Opposizioni in ordine sparso: stop armi a Israele
Sale intanto la tensione con le opposizioni che chiedono, in ordine sparso, di interrompere la fornitura di armi a Israele e, come ha fatto ieri la segretaria del Pd Elly Schlein, di riconoscere lo Stato di Palestina. Una richiesta che i dem inseriranno anche nella loro risoluzione. I 5 Stelle chiederanno di portare al tavolo europeo l’ipotesi di sanzioni a Israele, lo stop alla vendita di armi a Tel Aviv, oltre all’idea dell’istituzione di una commissione, in seno all’Ue, per accertare eventuali violazioni del diritto internazionale e umano. «Aiutiamo la popolazione e fermiamo l’export di armi verso Israele», scrive Giuseppe Conte sui social. Sul fronte ucraino, i 5 Stelle chiederanno anche di impedire l’uso di armi occidentali in territorio russo.
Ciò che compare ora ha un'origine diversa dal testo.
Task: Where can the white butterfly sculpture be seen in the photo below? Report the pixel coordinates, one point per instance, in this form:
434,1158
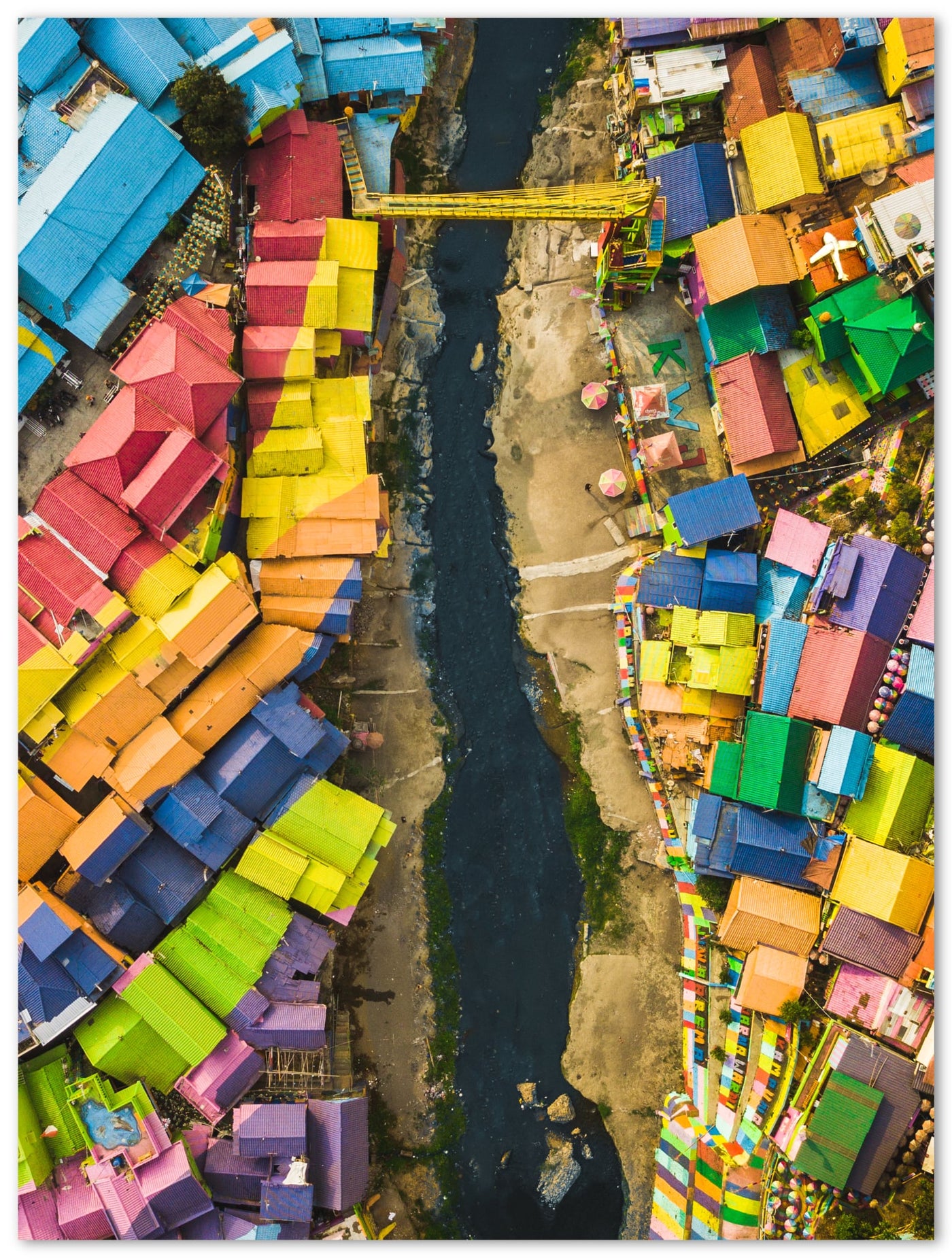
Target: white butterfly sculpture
832,247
Dopo la presa di posizione di Meloni nei confronti del premier israeliano Netanyahu, al quale la presidente del Consiglio ha ribadito che gli attacchi alle postazioni Unifil sul confine libanese sono inaccettabili, il presidente del Pd, Stefano Bonaccini, sottolinea che «Unifil deve restare dove c’è bisogno e ci manca solo che il governo Netanyahu pretenda di decidere lui dove le organizzazioni internazionali siano ad operare. Apprezzo le parole di Giorgia Meloni a Netanyahu. Secondo me come ha chiesto Elly Schlein bisognerebbe riconoscere lo Stato di Palestina». Da Avs è Angelo Bonelli a reiterare la richiesta dello stop di invio di armi a Israele: «I ripetuti attacchi contro civili palestinesi, la Croce Rossa, ospedali e postazioni Unifil sono veri e propri crimini di guerra, in palese violazione del diritto internazionale, di fronte ai quali non possiamo restare inermi. La premier Meloni deve richiamare immediatamente il nostro ambasciatore in Israele e proporre al Consiglio europeo del 17 e 18 ottobre l’applicazione di sanzioni contro Israele, fermare l’esportazione di armi e riconoscere lo Stato di Palestina». Dai dem arrivano però anche le parole di Piero Fassino, che sottolinea che chi propone lo stop alle armi «ha il dovere di chiederlo per entrambi i contendenti, altrimenti, disarmando una parte si consentirebbe all’altra di continuare a colpire. Proporre l’embargo delle armi a Israele impone che, contemporaneamente, si chieda a Hezbollah di consegnare i propri arsenali militari a Unifil o all’esercito libanese o a un soggetto terzo neutrale».